This project analyzes personal health-related charges using a multiple linear regression model. The data includes factors like age, BMI, number of children, sex, region, and smoking status to predict medical charges. Additionally, interaction terms between key variables (e.g., smoking and BMI, smoking and age) were introduced to explore how lifestyle factors affect charges.
- Predicting Charges: Build a linear regression model to predict medical charges based on demographic and health factors.
- Interaction Effects: Investigate how interactions between variables (e.g., smoking and BMI) influence medical charges.
- Model Evaluation: Assess the performance of the model using R-squared, adjusted R-squared, and significance levels (p-values).
- Diagnostic Analysis: Validate model assumptions and diagnose issues through residual analysis.
The dataset contains the following features:
- Age: Age of the individual.
- BMI: Body mass index (a health indicator based on weight and height).
- Children: Number of children covered by the health insurance.
- Sex: Gender of the individual (Male/Female).
- Region: Geographic region (Northwest, Southeast, Southwest).
- Smoker: Whether the individual is a smoker.
- Charges: Total medical charges billed to the individual.
The project utilizes Ordinary Least Squares (OLS) regression to predict the charges
variable.
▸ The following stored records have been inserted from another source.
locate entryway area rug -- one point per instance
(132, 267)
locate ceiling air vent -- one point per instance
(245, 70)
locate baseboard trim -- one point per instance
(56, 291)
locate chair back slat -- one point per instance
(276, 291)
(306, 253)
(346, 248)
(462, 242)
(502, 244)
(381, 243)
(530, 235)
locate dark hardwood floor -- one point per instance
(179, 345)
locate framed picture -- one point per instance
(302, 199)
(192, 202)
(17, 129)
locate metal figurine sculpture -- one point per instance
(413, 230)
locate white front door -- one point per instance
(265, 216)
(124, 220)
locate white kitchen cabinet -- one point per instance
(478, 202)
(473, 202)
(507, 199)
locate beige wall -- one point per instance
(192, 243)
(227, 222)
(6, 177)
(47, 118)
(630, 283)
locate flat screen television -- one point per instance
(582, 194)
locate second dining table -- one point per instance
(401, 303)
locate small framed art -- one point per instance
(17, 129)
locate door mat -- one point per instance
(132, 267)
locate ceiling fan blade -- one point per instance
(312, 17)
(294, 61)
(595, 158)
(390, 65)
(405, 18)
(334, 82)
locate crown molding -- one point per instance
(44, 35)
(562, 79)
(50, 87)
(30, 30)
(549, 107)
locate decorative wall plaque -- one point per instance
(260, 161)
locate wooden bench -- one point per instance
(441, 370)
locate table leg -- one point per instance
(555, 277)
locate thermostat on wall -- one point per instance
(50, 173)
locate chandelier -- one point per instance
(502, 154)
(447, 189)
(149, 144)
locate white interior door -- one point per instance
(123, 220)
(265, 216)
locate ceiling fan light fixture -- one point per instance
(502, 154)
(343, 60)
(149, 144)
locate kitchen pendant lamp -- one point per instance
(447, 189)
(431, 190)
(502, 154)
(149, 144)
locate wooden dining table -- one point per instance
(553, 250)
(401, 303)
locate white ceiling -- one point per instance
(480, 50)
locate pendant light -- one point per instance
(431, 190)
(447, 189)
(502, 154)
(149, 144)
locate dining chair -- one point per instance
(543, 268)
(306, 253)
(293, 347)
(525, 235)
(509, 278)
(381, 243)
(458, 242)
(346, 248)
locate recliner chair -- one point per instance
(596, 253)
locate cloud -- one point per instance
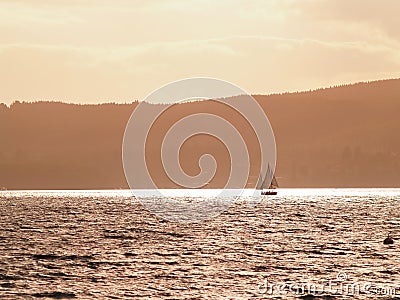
(258, 64)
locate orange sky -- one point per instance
(121, 50)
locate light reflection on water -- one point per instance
(91, 244)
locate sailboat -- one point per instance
(262, 184)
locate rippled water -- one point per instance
(103, 244)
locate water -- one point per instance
(103, 244)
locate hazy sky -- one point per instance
(121, 50)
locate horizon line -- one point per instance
(252, 94)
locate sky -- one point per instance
(121, 50)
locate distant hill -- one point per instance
(346, 136)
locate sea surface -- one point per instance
(300, 244)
Interaction terms between variables such as Age*Smoker and BMI*Smoker were included to explore how these factors interact to influence charges.
Key metrics used to evaluate the model:
- R-squared: Proportion of variance in charges explained by the model.
- Adjusted R-squared: Adjusted for the number of predictors in the model.
- P-values: To determine the statistical significance of predictors.
- Standard Errors: To assess the precision of the estimated coefficients.
- Significant Predictors:
- Age: Older individuals tend to incur higher medical charges.
- Number of children: The more children an individual has, the higher the medical charges.
- Smoking: Smokers face significantly higher medical charges compared to non-smokers.
- Region: Living in Southeast and Southwest regions is associated with lower medical charges.
- Age * Smoker: The positive impact of age on charges decreases for smokers.
- BMI * Smoker: The impact of BMI on charges increases for smokers, implying a synergistic effect between smoking and BMI.
- R-squared: 0.820, indicating that 82% of the variance in charges is explained by the model (after using cross validation)
- Adjusted R-squared: 0.819, suggesting strong model fit.
- The model passed the Durbin-Watson test, indicating no significant autocorrelation in residuals.
- Residuals show significant skewness and kurtosis, as indicated by the Omnibus and Jarque-Bera tests, suggesting potential non-normality.
-
Studies consistently show that smokers incur significantly higher healthcare costs due to smoking-related illnesses. For example, research by Lightwood and Glantz (1997) highlights that smoking is associated with increased healthcare costs, particularly for chronic conditions like heart disease and cancer. This aligns with our findings, where smoking was a significant predictor of higher medical charges.
- Lightwood, J., & Glantz, S. A. (1997). Short-term economic and health benefits of smoking cessation: Myocardial infarction and stroke. Circulation, 96(4), 1089-1096. Link
-
Research also supports the notion that healthcare costs increase with age. Yang et al. (2003) demonstrated that older individuals tend to have higher medical costs due to a greater prevalence of chronic diseases.
- Yang, Z., Norton, E. C., & Stearns, S. C. (2003). Longevity and health care expenditures: The real reasons older people spend more. The Journals of Gerontology Series B: Psychological Sciences and Social Sciences, 58(1), S2-S10. Link
-
The correlation between higher BMI and increased medical costs is well-documented. Andreyeva et al. (2004) found that higher BMI is associated with elevated healthcare expenditures, particularly in individuals with obesity-related conditions such as diabetes and cardiovascular disease.
- Andreyeva, T., Sturm, R., & Ringel, J. S. (2004). Moderate and severe obesity have large differences in health care costs. Obesity Research, 12(12), 1936-1943. Link
This project explores how demographic and lifestyle factors impact healthcare costs using linear regression. Smoking status, age, and BMI were found to be significant predictors of charges, with interactions between smoking and BMI revealing important insights. Residual analysis suggested the need for potential model improvements, such as addressing non-normality in residuals.
By understanding the key factors driving medical costs, this analysis can aid policymakers and insurers in better predicting healthcare expenses and tailoring interventions to reduce costs for high-risk individuals.